La peur de la mort et des crises est-elle une constante des sociétés humaines ?

C’est la réflexion qui a guidé Invisibili (la nouvelle création du metteur en scène Aurélien Bory) à travers un dialogue entre la fresque monumentale du Triomphe de la Mort de Palerme avec une troupe d’artistes contemporains. Dans cette performance dansée, la Compagnie 111 illustre ce qui ne se voit pas en dépeignant tant la mort que le souffle de vie qui, dans nos civilisations troublées, semble quotidiennement remis en jeu. Une pièce puissante, à la scénographie époustouflante, à découvrir le 23 novembre au Carré Sainte-Maxime.

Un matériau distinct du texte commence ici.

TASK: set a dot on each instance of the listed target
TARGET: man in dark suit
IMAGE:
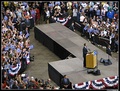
(85, 50)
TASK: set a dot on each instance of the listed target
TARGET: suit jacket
(84, 51)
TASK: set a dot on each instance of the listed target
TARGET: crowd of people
(99, 18)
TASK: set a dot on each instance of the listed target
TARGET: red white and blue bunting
(99, 84)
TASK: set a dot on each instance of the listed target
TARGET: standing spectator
(33, 13)
(74, 13)
(27, 22)
(72, 27)
(108, 51)
(85, 50)
(37, 15)
(110, 14)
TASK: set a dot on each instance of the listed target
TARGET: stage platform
(63, 42)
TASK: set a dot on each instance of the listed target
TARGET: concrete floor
(39, 67)
(42, 55)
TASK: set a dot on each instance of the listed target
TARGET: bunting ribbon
(83, 86)
(98, 84)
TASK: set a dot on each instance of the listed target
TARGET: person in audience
(85, 51)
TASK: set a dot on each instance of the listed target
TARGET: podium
(91, 60)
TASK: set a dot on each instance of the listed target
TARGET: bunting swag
(103, 83)
(83, 86)
(63, 21)
(111, 81)
(97, 84)
(14, 70)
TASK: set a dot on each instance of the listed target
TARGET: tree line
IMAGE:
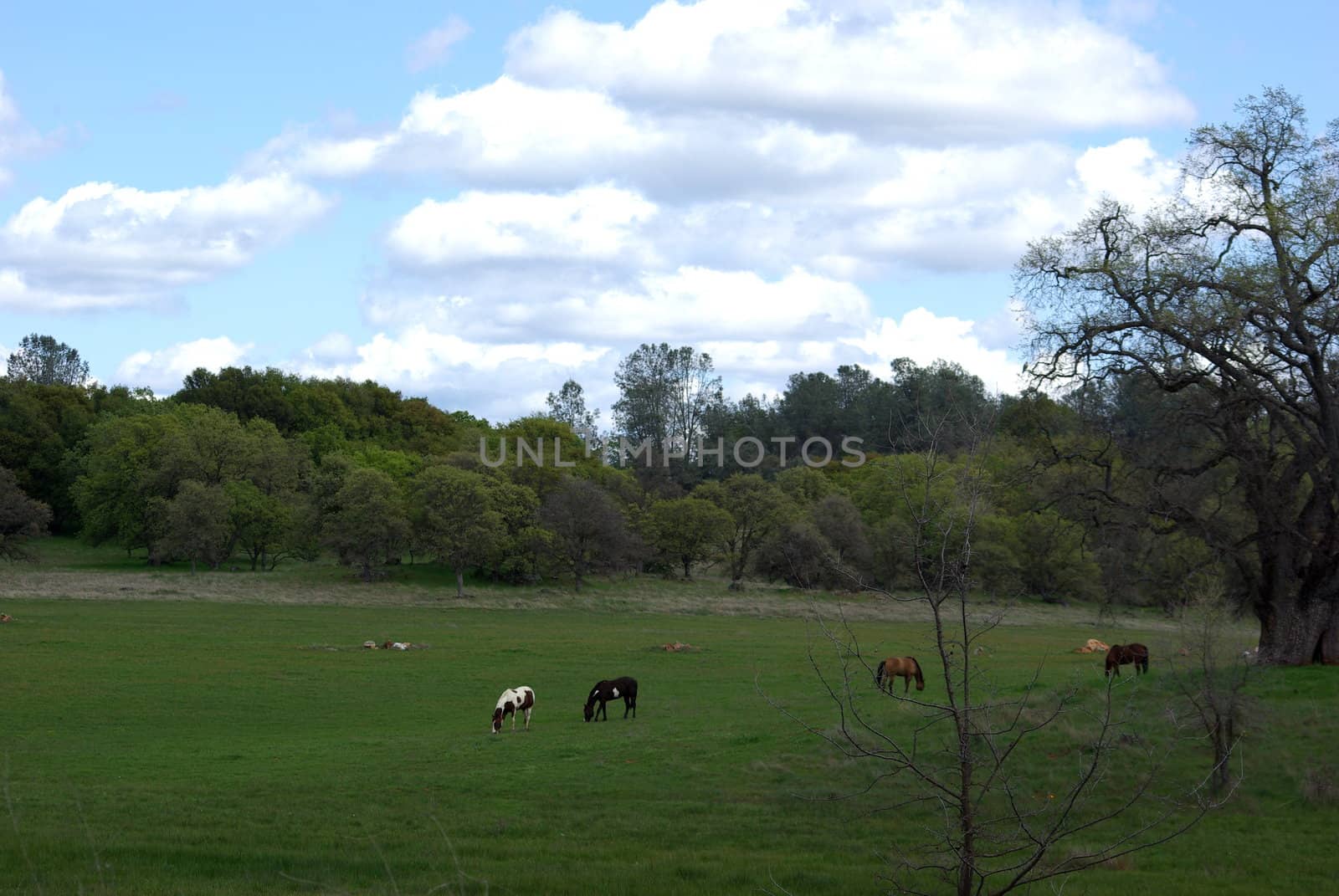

Sur les planches, on remarque d’abord l’immense reproduction tendue en fond de plateau. Sur un rideau léger de 6 mètres sur 6 (correspondant aux dimensions d’origine) qui ondule à chaque courant d’air, la représentation – aussi présente qu’évanescente – de l’œuvre peinte sur un mur du Palais Abatellis de Palerme – par un artiste inconnu du XVème siècle – est le point de départ du spectacle d’Aurélien Bory. Alors qu’il était en résidence de création en Sicile, le chorégraphe visite le palais-musée. Au détour de son parcours, il découvre ce Triomphe de la Mort et en reste subjugué. La force dramaturgique devient une partition scénique, une sorte de scénario, qui a servi de ligne directrice à l’écriture chorégraphique. Car dans cette œuvre picturale, on croise 34 personnages que la Mort, hilare, poursuit et tue indifféremment, juchée sur son cheval squelettique. Chaque figure incarne un état social de l’époque et témoigne d’une attitude face à cette inévitable étape. Certains sont terrorisés quand d’autres l’accueillent sereinement, voire la désirent… Aurélien Bory s’est ainsi saisi de cette multitude de relations que nous entretenons avec la Grande Faucheuse pour en dresser une nouvelle toile en mouvement soutenue par 4 danseuses qui évoluent aux côtés d’un saxophoniste-compositeur (Gianni Gebbia) et d’un chanteur-musicien (Chris Obehi).

 

 

Le metteur en scène s’est profondément nourri de son ancrage sicilien au point que tous les artistes engagés sur Invisibili sont palermitains, rencontrés sur place. Un autre héritage de Palerme a guidé le créateur toulousain : son idole, la danseuse et chorégraphe allemande Pina Bausch, qui fut elle aussi en résidence dans ce même Teatro Biondo et qui créa en 1989, la pièce Palermo, Palermo, inspirée de la vie sicilienne et portée par des danseurs locaux.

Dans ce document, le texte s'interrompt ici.